Ms. Ebersole and Ms. Wilson reward their trust, giving the finest pair of performances on a New York stage today. The Beales clearly loved the sound of their own voices, and these two actresses simultaneously play to themselves, each other, and the audience with consummate craft and wrenching humor. The abrupt shifts from gallows humor to keening sadness, from affection to loathing, are handled matter-of-factly: For Edith and Edie, these rancorous, contentious days are no different from any other.
Other than occasional visits from Jerry (Mr. Cavenaugh again), the Beales see virtually no one. So what to do with all those other characters, the cute little girls and the white-haired paterfamilias and so forth? Well, it turns out Edith and Edie aren’t the only characters slugging it out for decades and decades. Grey Gardens is haunted, or Edie has a backup chorus in her mind, or something like that. This is, to my mind, the only place where this “Grey Gardens” really goes wrong.

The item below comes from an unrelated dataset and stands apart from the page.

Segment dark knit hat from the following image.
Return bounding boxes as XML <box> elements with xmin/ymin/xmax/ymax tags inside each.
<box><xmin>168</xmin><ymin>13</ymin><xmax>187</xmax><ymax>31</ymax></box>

On several occasions – including Edie’s grotesque “military dance,” which the Maysles captured so memorably with one fixed camera shot – the whole rest of the company pops up for a little unnecessary oomph. Edie and Edith are who they are because they are all they have. Breaking up the oppressive solitude of Grey Gardens with a batch of triple threats is like plunking a kick line into “Waiting for Godot.”
The one exception to this comes in its sly rethinking of the film’s unforgettable Norman Vincent Peale sequence, when the two listen to Peale’s positive thinking radio program while an absentminded Edie examines her shoe and Edith blinks back tears. Perhaps because it’s the only real intrusion of the outside world in the film, this sequence opens comfortably enough into “Choose To Be Happy,” a gospel number led by Peale (Mr. McMartin) that triggers a necessary plot point.
But the Beales, both in real life and as depicted so skillfully here by Messrs. Frankel, Korie, and Wright, don’t need the help. There’s a lot to be said for not living alone, too. But there are limits.
Until April 9 (416 W. 42nd Street, between Ninth and Tenth Avenues, 212-279-4200).